It’s impossible to ignore the fact that advances in artificial intelligence (AI) is changing how we do our current jobs. But what has captured even more interest is how the increasing capability of this technology will affect future jobs.
In trying to determine the specific effects on which jobs and which sectors, many studies have been undertaking but it’s hard to capture this information.
To add further research to this topic the Brookings Institution issued a report on Nov. 20, presenting a new method of analyzing this issue.
“By employing a novel technique developed by Stanford University Ph.D. candidate Michael Webb, the new report establishes job exposure levels by analyzing the overlap between AI-related patents and job descriptions,” the report said. “In this way, the research homes in on the impacts of AI specifically and does it by studying empirical statistical associations as opposed to expert forecasting.”

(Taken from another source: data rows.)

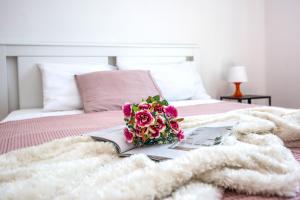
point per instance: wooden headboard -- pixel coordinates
(20, 80)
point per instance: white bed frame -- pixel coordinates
(20, 80)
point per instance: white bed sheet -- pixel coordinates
(39, 112)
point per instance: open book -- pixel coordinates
(194, 138)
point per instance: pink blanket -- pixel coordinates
(30, 132)
(24, 133)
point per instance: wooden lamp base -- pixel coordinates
(237, 92)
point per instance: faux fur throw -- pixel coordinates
(253, 160)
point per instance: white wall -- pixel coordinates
(229, 31)
(283, 51)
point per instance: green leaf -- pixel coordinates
(135, 108)
(165, 102)
(156, 98)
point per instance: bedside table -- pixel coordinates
(247, 97)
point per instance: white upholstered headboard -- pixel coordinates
(20, 79)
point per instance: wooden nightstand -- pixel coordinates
(248, 98)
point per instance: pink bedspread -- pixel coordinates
(23, 133)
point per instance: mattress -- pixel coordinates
(39, 112)
(30, 127)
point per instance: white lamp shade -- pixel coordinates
(237, 74)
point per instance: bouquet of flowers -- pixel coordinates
(153, 121)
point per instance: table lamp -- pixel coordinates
(237, 75)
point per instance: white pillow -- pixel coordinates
(60, 91)
(178, 81)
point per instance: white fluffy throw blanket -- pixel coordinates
(253, 160)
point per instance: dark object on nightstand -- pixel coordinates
(248, 98)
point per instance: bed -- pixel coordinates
(30, 126)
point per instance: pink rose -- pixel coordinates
(155, 135)
(159, 108)
(144, 106)
(128, 135)
(159, 125)
(140, 131)
(180, 135)
(127, 110)
(175, 126)
(144, 118)
(171, 112)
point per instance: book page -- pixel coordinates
(194, 138)
(114, 135)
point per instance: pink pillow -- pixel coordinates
(109, 90)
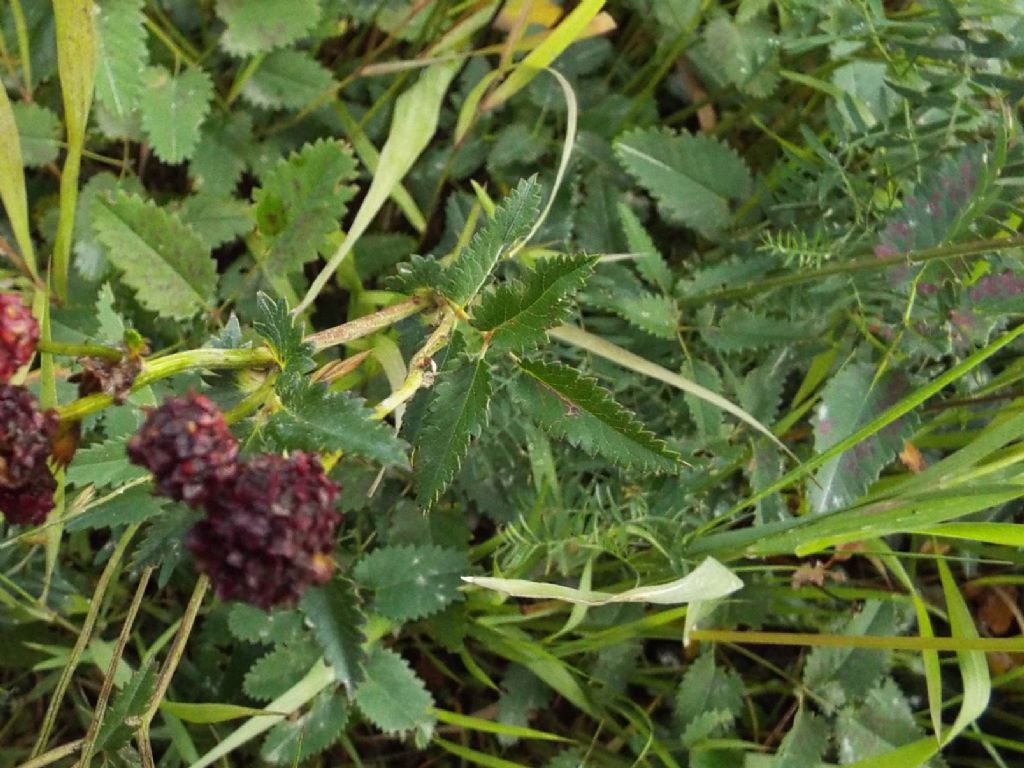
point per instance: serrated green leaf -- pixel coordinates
(851, 399)
(215, 219)
(257, 626)
(101, 465)
(500, 235)
(391, 696)
(283, 332)
(707, 686)
(747, 53)
(134, 505)
(570, 406)
(653, 313)
(517, 314)
(648, 261)
(805, 744)
(258, 28)
(275, 672)
(39, 130)
(842, 675)
(411, 583)
(693, 178)
(301, 201)
(882, 723)
(739, 330)
(288, 79)
(456, 414)
(173, 109)
(334, 614)
(293, 740)
(162, 259)
(312, 418)
(122, 55)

The technique Webb used was able to quantify the overlap between the text of AI patents and the text of job descriptions that can identify the kinds of tasks and occupations likely to be affected by particular AI capabilities.
“We find that Webb’s AI measures depict a very different range of impacts on the workforce than those from robotics and software. Where the robotics and software that dominate the automation field seem to mostly to involve “routine or rule-based, tasks and thus lower-or-middle pay roles, AI’s distinctive capabilities suggest that high-wage occupations will be some of the most exposed,” the report noted.
Using patents are “useful here because they provide timely predictions of the commercial relevance of specific technological applications. Occupational descriptions are also useful because they provide detailed insight into economic activities at the scale of the whole economy."
Findings
- AI could affect work in virtually every occupational group.
- Better-paid, white-collar occupations may be the most exposed to AI, as well as some manufacturing and agriculture positions.
- Business, finance and tech industries will be more exposed, as will natural resource and production industries.
- AI looks most destined to affect men, prime-age workers, and white and Asian-American workers.
- Bigger, higher-tech metro areas and communities heavily involved in manufacturing are likely to experience the most AI-related disruption
Based on these conclusions the report says that “we have a lot to learn about AI, and that these are extremely early days in our inquiries. What’s coming may not resemble what we have experienced or expect to experience.
“Society should get ready for a very different pattern of impact than those that accompanied the broad adoption of robotics and software. While the last waves of automation led to increases of inequity and wage polarization, it’s not clear that AI will have the same effects.”